CPT1A induction following epigenetic perturbation promotes MAVS palmitoylation and activation to potentiate antitumor immunity

argeting epigenetic regulators to potentiate anti-PD-1 immunotherapy converges on the activation of type I interferon (IFN-I) response, mimicking cellular response to viral infection, but how its strength and duration are regulated to impact combination therapy efficacy remains largely unknown. Here, we show that mitochondrial CPT1A downregulation following viral infection restrains, while its induction by epigenetic perturbations sustains, a double-stranded RNA-activated IFN-I response. Mechanistically, CPT1A recruits the endoplasmic reticulum-localized ZDHHC4 to catalyze MAVS Cys79-palmitoylation, which promotes MAVS stabilization and activation by inhibiting K48- but facilitating K63-linked ubiquitination.
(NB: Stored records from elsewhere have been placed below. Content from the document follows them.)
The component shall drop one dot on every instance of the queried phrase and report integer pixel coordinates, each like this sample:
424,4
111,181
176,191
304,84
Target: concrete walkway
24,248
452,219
Further elevation of CPT1A incrementally increases MAVS palmitoylation and amplifies the IFN-I response, which enhances control of viral infection and epigenetic perturbation-induced antitumor immunity. Moreover, CPT1A chemical inducers augment the therapeutic effect of combined epigenetic treatment with PD-1 blockade in refractory tumors. Our study identifies CPT1A as a stabilizer of MAVS activation, and its link to epigenetic perturbation can be exploited for cancer immunotherapy. Overall design: GFP-labeled scramble, LSD1 KO and LSD1/CPT1A DKO B16/F10 tumors were implanted in C57BL/6 mice for 14 days. Tumors were harvested, dissociated into single cells, and subjected to GFP+ tumor cell isolation by FACS. Total RNA was extracted and used to poly(A)+ RNA enrichment by magnetic mRNA isolation kit for constructing library. The prepared libraries were sequenced at 150 bp from both ends.